司令塔の介入も全て統一し『3分間、予め指定した生徒1名にアドバイスを送ることができる』というもの。試験に挑んだクラスメイトが何問か間違っても私がカバーできる上に、諸藤さんが司令塔のDクラスにとってはあまりプラスにならない、そんな権利。
他にも、国語を現代文と古典に分けたように、普段の試験ではまとまっている科目もあえて細分化することで、相手に的を絞らせず、付け焼き刃の勉強すらさせない作戦。
さらに勉強系だけにしたメリットはもう1つあって、学力はこれまでの積み重ねで身についているものだから、この1週間は相手の種目の対策に力を入れることができた。
あとは相手の種目を予想しつつ、得意な生徒が多い科目を選んでいく。
結果、私が選んだのは
・古典 参加人数9人
・日本史 参加人数4人
・化学 参加人数7人
・数学 参加人数6人
・英語 参加人数3人
の5科目。
Dクラスの選択はどうだろう。
諸藤さんが試験開始前に言ったことが本当であれば、どちらかの種目に偏る可能性もある。

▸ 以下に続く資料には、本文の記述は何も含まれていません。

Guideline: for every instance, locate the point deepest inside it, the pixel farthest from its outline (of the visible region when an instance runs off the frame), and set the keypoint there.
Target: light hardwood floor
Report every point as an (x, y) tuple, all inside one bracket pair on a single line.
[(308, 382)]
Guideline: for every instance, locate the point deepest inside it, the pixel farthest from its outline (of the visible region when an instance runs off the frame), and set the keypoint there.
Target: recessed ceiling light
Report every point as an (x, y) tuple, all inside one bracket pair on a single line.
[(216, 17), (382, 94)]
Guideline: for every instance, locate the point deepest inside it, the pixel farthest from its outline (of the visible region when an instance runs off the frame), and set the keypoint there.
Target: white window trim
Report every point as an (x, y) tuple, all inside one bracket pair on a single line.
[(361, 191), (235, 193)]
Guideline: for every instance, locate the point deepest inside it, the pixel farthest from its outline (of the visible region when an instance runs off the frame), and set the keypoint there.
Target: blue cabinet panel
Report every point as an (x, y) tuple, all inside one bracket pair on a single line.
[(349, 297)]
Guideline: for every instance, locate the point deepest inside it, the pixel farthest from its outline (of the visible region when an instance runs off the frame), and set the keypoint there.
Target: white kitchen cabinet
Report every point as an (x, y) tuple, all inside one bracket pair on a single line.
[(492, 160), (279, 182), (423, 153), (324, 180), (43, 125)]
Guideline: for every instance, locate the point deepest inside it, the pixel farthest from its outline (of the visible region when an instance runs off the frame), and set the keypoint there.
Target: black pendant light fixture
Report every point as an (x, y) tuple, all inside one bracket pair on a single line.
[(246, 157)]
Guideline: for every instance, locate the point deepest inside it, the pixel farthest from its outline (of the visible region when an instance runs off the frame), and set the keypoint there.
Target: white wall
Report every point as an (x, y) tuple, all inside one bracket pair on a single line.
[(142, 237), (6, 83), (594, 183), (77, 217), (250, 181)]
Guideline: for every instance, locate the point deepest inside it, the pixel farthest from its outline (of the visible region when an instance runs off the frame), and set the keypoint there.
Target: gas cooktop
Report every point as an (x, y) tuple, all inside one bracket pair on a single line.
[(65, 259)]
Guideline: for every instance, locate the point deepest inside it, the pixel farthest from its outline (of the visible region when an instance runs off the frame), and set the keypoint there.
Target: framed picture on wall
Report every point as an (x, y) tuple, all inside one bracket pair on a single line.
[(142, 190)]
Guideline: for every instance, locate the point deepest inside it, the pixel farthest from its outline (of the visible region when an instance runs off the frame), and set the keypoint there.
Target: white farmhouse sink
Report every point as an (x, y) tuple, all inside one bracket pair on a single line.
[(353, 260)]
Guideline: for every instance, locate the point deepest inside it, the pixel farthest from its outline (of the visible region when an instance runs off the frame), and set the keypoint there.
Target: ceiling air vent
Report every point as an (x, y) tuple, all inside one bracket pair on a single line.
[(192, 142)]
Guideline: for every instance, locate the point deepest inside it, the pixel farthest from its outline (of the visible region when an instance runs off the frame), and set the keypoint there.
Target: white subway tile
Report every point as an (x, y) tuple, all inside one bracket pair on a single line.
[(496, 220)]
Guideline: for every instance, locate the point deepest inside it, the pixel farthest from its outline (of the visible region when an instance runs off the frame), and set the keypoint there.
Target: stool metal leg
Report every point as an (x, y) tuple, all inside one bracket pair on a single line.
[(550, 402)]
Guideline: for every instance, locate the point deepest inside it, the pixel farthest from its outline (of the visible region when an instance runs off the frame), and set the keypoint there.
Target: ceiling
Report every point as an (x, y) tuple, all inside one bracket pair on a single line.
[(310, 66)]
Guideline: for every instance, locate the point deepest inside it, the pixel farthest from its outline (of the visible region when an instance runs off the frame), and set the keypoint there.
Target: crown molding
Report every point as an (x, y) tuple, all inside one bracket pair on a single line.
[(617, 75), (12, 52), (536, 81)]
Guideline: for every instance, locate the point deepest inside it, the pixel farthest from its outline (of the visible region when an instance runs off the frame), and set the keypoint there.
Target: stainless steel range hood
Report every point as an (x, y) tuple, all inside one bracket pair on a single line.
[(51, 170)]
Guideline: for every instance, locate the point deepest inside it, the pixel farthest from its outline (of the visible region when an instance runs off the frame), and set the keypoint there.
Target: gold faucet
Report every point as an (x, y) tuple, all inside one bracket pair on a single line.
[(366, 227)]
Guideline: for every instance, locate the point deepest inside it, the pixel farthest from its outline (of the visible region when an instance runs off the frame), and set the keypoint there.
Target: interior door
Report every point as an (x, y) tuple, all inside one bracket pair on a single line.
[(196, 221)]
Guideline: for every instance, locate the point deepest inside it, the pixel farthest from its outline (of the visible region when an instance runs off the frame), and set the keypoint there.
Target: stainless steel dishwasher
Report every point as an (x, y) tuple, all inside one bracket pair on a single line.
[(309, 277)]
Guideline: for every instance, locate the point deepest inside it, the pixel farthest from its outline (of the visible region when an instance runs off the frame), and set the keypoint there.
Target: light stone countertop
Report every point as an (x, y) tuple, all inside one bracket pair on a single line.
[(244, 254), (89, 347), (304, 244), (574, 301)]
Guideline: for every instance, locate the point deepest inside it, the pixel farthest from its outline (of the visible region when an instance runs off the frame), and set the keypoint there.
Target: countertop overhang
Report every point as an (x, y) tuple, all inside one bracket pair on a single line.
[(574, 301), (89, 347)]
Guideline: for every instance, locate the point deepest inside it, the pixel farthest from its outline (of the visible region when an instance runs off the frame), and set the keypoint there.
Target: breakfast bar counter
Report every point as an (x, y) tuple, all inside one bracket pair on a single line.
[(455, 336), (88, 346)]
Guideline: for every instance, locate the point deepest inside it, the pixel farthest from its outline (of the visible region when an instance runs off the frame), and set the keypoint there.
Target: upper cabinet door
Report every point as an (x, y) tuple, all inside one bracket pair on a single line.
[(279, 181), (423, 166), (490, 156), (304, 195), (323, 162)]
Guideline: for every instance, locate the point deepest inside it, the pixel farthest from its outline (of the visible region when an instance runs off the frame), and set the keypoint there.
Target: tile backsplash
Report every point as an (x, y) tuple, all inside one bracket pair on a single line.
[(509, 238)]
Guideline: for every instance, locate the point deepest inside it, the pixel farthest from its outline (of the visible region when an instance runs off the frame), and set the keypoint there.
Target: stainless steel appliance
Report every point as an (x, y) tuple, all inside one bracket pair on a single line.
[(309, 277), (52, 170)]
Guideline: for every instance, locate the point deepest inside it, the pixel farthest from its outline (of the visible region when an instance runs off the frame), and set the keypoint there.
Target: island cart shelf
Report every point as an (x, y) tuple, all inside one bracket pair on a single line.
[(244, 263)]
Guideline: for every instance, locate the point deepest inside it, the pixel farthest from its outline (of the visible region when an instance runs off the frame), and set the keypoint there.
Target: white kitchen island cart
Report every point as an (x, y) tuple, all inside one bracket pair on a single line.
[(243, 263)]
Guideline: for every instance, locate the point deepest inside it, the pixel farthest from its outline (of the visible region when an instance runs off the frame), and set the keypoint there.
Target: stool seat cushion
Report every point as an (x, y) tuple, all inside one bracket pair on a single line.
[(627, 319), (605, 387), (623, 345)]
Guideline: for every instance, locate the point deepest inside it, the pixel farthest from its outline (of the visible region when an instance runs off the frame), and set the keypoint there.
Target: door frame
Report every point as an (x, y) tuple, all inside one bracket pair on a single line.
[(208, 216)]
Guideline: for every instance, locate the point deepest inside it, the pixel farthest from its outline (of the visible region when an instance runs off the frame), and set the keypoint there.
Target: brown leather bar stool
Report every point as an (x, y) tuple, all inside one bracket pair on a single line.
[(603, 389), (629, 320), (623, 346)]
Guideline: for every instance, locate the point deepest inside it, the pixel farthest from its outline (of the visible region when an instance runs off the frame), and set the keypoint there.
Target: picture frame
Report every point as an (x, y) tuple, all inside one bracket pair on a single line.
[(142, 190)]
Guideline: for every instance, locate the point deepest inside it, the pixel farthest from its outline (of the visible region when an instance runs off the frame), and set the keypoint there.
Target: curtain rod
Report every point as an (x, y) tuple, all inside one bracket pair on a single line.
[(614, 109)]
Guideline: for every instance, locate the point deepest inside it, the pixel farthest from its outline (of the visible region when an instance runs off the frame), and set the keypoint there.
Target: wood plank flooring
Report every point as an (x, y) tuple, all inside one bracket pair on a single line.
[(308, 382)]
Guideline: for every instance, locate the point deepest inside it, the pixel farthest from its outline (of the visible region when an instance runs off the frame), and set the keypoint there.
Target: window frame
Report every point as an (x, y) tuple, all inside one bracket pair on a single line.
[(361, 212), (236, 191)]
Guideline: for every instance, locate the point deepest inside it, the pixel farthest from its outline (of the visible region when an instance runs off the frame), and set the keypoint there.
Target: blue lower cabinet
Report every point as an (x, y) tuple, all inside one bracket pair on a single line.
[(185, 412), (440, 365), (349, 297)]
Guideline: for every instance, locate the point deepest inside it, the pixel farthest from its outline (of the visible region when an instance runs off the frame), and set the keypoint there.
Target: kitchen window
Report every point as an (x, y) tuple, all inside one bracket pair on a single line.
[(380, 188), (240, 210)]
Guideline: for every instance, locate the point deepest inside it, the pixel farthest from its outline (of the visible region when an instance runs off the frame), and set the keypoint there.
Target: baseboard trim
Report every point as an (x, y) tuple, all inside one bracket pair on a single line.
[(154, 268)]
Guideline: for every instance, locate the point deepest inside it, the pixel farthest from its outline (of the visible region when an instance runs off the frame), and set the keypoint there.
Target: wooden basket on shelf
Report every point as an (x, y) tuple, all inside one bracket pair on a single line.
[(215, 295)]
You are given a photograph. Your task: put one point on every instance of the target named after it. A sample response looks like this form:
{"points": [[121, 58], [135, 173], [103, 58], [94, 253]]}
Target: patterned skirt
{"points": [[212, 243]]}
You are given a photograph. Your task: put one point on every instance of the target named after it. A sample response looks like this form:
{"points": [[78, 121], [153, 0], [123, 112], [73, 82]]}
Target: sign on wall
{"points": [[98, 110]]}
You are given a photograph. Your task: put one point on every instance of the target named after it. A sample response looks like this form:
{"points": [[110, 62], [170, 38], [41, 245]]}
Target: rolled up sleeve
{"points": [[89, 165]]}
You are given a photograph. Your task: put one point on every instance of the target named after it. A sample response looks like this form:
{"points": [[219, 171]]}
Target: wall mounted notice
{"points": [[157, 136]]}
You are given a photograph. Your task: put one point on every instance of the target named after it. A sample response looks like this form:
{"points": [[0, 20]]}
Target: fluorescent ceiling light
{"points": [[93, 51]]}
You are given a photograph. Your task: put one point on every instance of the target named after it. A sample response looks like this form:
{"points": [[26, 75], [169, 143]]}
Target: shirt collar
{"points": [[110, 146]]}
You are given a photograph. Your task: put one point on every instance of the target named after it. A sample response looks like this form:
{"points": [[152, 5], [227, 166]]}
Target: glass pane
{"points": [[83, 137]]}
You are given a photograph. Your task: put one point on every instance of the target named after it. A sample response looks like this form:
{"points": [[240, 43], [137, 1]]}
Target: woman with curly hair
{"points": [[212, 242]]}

お互いが選択を終え、モニターに向こうの選択種目が表示された。
・しりとり 参加人数13人
・空手 参加人数5人
・柔道 参加人数3人
・ボクシング 参加人数1人
・棒倒し 参加人数16人
えっ!?と思わず驚きの声を上げてしまいそうになるのをグッと堪える。
色々予想をしてきたけど、ほとんど龍園くんサイドの種目ばかり。
それだけじゃなくて、確実に入れてくると思っていた神経衰弱もない。
椎名さんはこちらの学力テスト要員に回ったってこと……?
もしくは本当に龍園くんが仕切ってる?
いや今考えるべきはそこじゃない。
しりとりだって、格闘技だって準備はしてきた。
相手の戦略を看破するのは大事。
でも、それに囚われすぎて仲間たちが全力を出せない采配をしてしまったら本末転倒だ。
私たちは私たちの戦い方で勝つ。そうでなければきっと私は――。
「中央の大型モニターに抽選結果が表示されるので見るように」
真嶋先生から促されて、モニターを見ると画面が切り替わり、抽選中の文字が映る。
そして表示された1戦目は――
『数学テスト』 参加人数6人 制限時間50分
1学年の学習範囲内で学校が用意したテストを解き、合計点が高いほうが勝利。
「まずは私たちの種目だね」
「そうですね」
これまで公表されてきたテストのクラス平均を比べても負ける可能性は限りなく低い。
「それでは制限時間内に参加メンバーを選出するように」
選出の制限時間は参加人数1人につき約30秒。
6人の今回の種目なら180秒与えられる。
格闘技組としりとり組を除き、数学の得意な仲間を数名入れる。
ただ、学力平均の高い私たちのクラスだけど、もちろん勉強が苦手な子もいるため、偏らないように、でもDクラスに負けない組み合わせを考えて調整する。
大変な作業ではあるけど、仲間たちのことは頭に入っているため、スムーズにメンバーを決めることができた。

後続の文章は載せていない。